Khalid Sheik Mohammed, at left, in a photo released by the CIA soon after his March 2003 capture in Pakistan. At right, a never-published mug shot soon after his September 2006 transfer to Guantánamo, shows dramatic weight loss during his time in CIA custody. The mug shot, which also shows the arms of two soldiers in camouflage holding him, was taken from a chart of cell assignments at the covert Camp 7 obtained by McClatchy. Courtesy of McClatchy. 2018.
Khalid Sheik Mohammed, at left, in a photo released by the CIA soon after his March 2003 capture in Pakistan. At right, a never-published mug shot soon after his September 2006 transfer to Guantánamo, shows dramatic weight loss during his time in CIA custody. The mug shot, which also shows the arms of two soldiers in camouflage holding him, was taken from a chart of cell assignments at the covert Camp 7 obtained by McClatchy. Courtesy of McClatchy. 2018.

Reached by McClatchy, Radostitz said that restrictions imposed on defense attorneys with access to classified information prohibit her from elaborating or commenting on what was said in a closed session.

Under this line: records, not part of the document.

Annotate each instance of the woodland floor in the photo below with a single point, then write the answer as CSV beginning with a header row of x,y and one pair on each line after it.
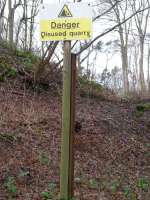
x,y
112,149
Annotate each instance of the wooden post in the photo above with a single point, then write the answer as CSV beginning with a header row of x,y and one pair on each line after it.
x,y
72,125
68,101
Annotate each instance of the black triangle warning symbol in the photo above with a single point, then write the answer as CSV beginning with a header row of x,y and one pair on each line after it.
x,y
65,12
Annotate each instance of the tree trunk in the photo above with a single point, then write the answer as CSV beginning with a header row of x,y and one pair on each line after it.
x,y
148,71
11,23
124,59
141,71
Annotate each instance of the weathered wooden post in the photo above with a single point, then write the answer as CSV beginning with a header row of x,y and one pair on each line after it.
x,y
66,22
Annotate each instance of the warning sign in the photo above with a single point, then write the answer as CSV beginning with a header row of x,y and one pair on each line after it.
x,y
70,21
65,12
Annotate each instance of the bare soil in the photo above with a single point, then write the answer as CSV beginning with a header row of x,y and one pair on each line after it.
x,y
112,149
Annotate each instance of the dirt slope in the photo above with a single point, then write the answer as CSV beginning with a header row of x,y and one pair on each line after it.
x,y
112,149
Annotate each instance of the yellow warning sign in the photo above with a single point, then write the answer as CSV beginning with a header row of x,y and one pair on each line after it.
x,y
65,12
62,29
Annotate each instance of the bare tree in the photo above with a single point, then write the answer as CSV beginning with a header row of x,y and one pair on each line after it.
x,y
141,21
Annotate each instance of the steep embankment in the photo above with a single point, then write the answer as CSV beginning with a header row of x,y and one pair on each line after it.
x,y
112,148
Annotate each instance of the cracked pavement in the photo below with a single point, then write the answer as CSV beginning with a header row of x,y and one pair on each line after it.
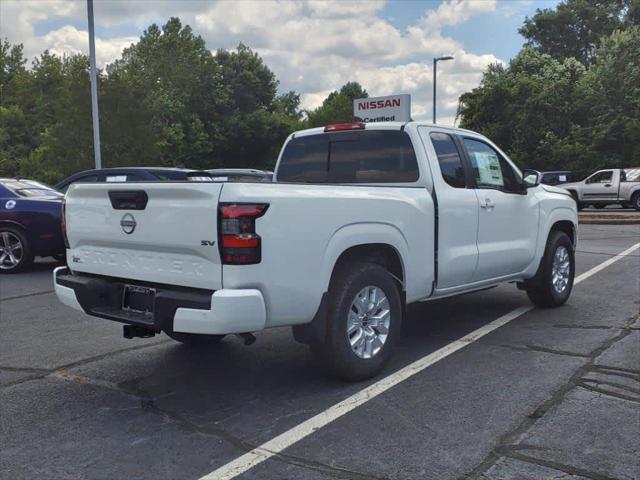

According to the transcript, Radostitz was arguing for dismissal of the charges, or to not make the trial death-penalty eligible, because of Haspel’s role as the top CIA official with control of top secret classifications. The trial judge, Marine Col. Keith Parrella, rejected the argument in December, weeks before the partial transcript was publicly released.

In it, Radostitz also argued that restrictions on defense attorneys asking questions about Haspel’s overseas black site service hamstrung their ability to prepare to defend Mohammed, who after three and a half years in CIA detention, including 183 rounds of waterboarding, declared that he oversaw the 9/11 attacks “from A to Z.” He is among five men charged in a death-penalty case alleging their conspired in the Sept. 11, 2001 hijackings that killed 2,976 people in New York, at the Pentagon and aboard an airliner that crashed in a Pennsylvania field.

No trial date has been set as lawyers litigate what evidence the defense teams can see. Defense lawyers have been trying to explore what happened to captives at Guantánamo in their continuing bid to argue the case is compromised by the CIA years.

The CIA held at least five captives there, the report said, including alleged USS Cole bomber Abd al Rahim al Nashiri, whose interrogation in Thailand Haspel reportedly oversaw.

The circle of officers involved in the black site program in the aftermath of 9/11 was so small Haspel could have run the Guantánamo outpost, said former career CIA officer Glenn Carle, who was sworn in on the same day as Haspel in 1985, but rejected the rendition and enhanced interrogation program as “illegal, unnecessary, and immoral.”

“Could Gina have been chief of base? Certainly,” said Carle, who left the agency in 2007. “I do not know. I could not say if I did. But is it a realistic or plausible assertion to make? Yes. It seems from media descriptions that Gina was in Thailand. At least that was said. And it would not be implausible that an officer would go from place to place given a particular experience in this bizarre subset of operations.”

On why the agency would neither confirm nor deny an unclassified portion of a transcript alleging a Guantánamo chief of base posting, he said the CIA sees it this way: “The fact that a classified bit of information is in the public domain is irrelevant to us if we have not confirmed or spoken to it.”

Former FBI agent Ali Soufan said of Haspel, “I am not aware that she was down there.” Soufan, who conducted interrogations for the bureau at Guantánamo and elsewhere both before and aftermath the Sept. 11 attacks, said during his time at Gitmo the CIA’s chief of base “was a man and he was really helpful and very good. He was a great team player. We had a good relationship with him and his team.”

Soufan said he does not recall seeing Haspel in Guantánamo but says it is possible that while “she was chief of base in the black site where Nashiri was, she may had visited Guantánamo.”